Erika quiso hacerle más preguntas, pero Anders se levantó dándole la espalda y se dirigió hasta la barandilla de la terraza con la taza de café en la mano. Era evidente que no quería hablar más del asunto y ella decidió dejarlo por el momento.

Metieron en la mochila de Anders una bolsa con comida, un pequeño hornillo y una manta y pusieron rumbo a la playa. El sol se encontraba en lo alto del horizonte, centelleando en el agua que agitaba la suave brisa marina. Erika sacó las gafas de sol cuando la luz del día empezó a molestarle en los ojos. Sintió cómo Anders le envolvía la cintura con su brazo y, en realidad, todo debería haber sido perfecto.

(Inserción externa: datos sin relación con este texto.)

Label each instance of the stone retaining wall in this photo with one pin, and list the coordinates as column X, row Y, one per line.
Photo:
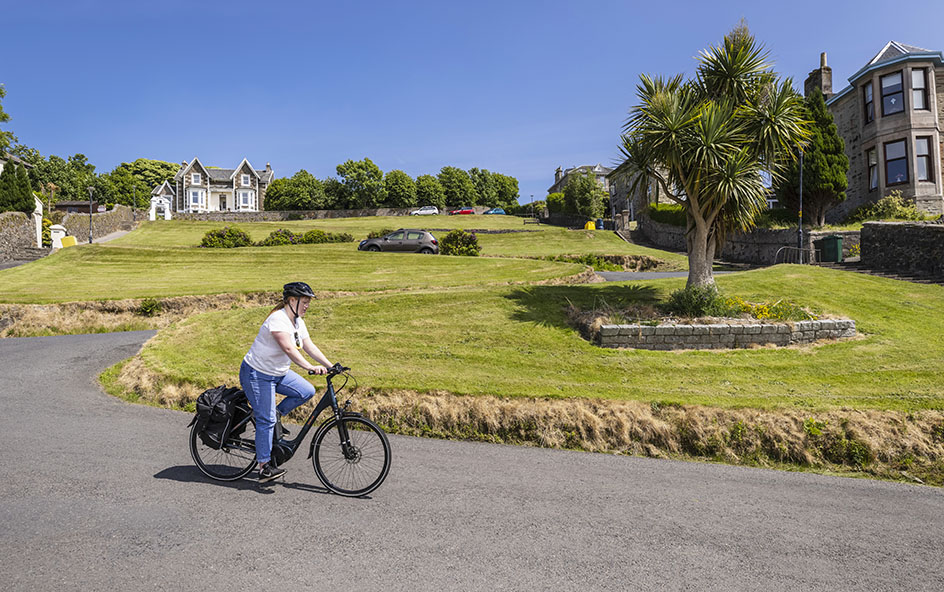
column 104, row 223
column 904, row 247
column 758, row 247
column 723, row 336
column 17, row 233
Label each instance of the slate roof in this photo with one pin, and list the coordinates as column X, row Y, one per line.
column 893, row 51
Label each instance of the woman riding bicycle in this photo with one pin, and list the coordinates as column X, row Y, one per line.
column 266, row 370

Se detuvieron un momento en la cafetería junto a la playa para comprarse un helado. Había varios tipos nuevos entre los que elegir y a Erika le costó trabajo decidirse. Cuando lo hubo hecho, reparó en que no se había llevado el monedero. Estaba dentro del bolso. Apenas ese pensamiento se había manifestado en su mente cuando Anders se dispuso a pagar, abrió su cartera y Erika vio la foto. La imagen de la mujer que solía guardar junto a su corazón, en el bolsillo de la chaqueta. Anders se dio cuenta de lo que Erika acababa de ver. No podía pasarlo por alto. Requería una explicación.

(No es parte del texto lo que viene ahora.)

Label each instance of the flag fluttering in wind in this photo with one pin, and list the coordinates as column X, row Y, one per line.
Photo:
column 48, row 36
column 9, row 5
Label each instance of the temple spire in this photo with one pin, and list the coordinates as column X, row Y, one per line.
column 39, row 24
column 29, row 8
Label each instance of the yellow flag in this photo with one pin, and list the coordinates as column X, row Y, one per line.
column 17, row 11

—Julia quería una madre, como cualquier persona. Me pidió que sacara la foto cuando le leí el cuento antes de dormirse, para que su mamá nos acompañara. Y luego la foto se ha quedado en la billetera.

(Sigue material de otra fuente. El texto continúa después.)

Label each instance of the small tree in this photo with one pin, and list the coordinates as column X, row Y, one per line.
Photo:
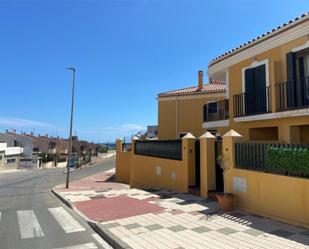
column 224, row 162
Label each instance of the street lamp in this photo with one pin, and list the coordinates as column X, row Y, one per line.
column 71, row 125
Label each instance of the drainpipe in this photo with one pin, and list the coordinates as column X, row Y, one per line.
column 176, row 116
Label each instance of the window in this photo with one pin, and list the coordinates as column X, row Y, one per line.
column 51, row 145
column 255, row 87
column 10, row 161
column 182, row 134
column 302, row 63
column 297, row 78
column 213, row 107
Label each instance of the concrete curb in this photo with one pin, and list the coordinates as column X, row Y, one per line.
column 99, row 229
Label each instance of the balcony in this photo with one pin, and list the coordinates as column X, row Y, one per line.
column 252, row 103
column 216, row 114
column 51, row 151
column 292, row 95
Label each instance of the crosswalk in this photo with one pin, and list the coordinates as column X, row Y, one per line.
column 65, row 220
column 31, row 227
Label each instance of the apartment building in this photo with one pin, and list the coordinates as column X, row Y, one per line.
column 267, row 86
column 181, row 111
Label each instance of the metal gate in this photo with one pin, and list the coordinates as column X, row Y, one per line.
column 219, row 171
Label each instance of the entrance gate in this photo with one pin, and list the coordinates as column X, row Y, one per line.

—Isabell era una mujer muy guapa.

Él asintió con un «sí» apenas audible y la cogió de la mano.

—Sois bastante parecidas en algunos aspectos. —Continuaron andando por la orilla en dirección norte—. Como has podido comprender, no he tenido mucha suerte con las mujeres. Si piensas que soy un poco rígido y cauteloso, ello tiene una explicación más que concreta. Tal vez haya llegado el momento de sustituir la foto de Isabell. ¿Tienes alguna tuya que esté bien y me puedas dar?

—¿Debo interpretar eso como un ascenso?

Las casetas de pesca de Vitvär eran bajas y de color gris, con huecos de ventana más bien pequeños. En el patio de redes no colgaba ninguna red en esos momentos. A lo lejos se apreciaban restos de antiguos hornos de cal empleados en el siglo xvii. Erika oteó el mar verdiazul y sintió un escalofrío al evocar lo que había sucedido la pasada noche. Anders la ciñó en sus brazos, pensando sin duda que tenía frío.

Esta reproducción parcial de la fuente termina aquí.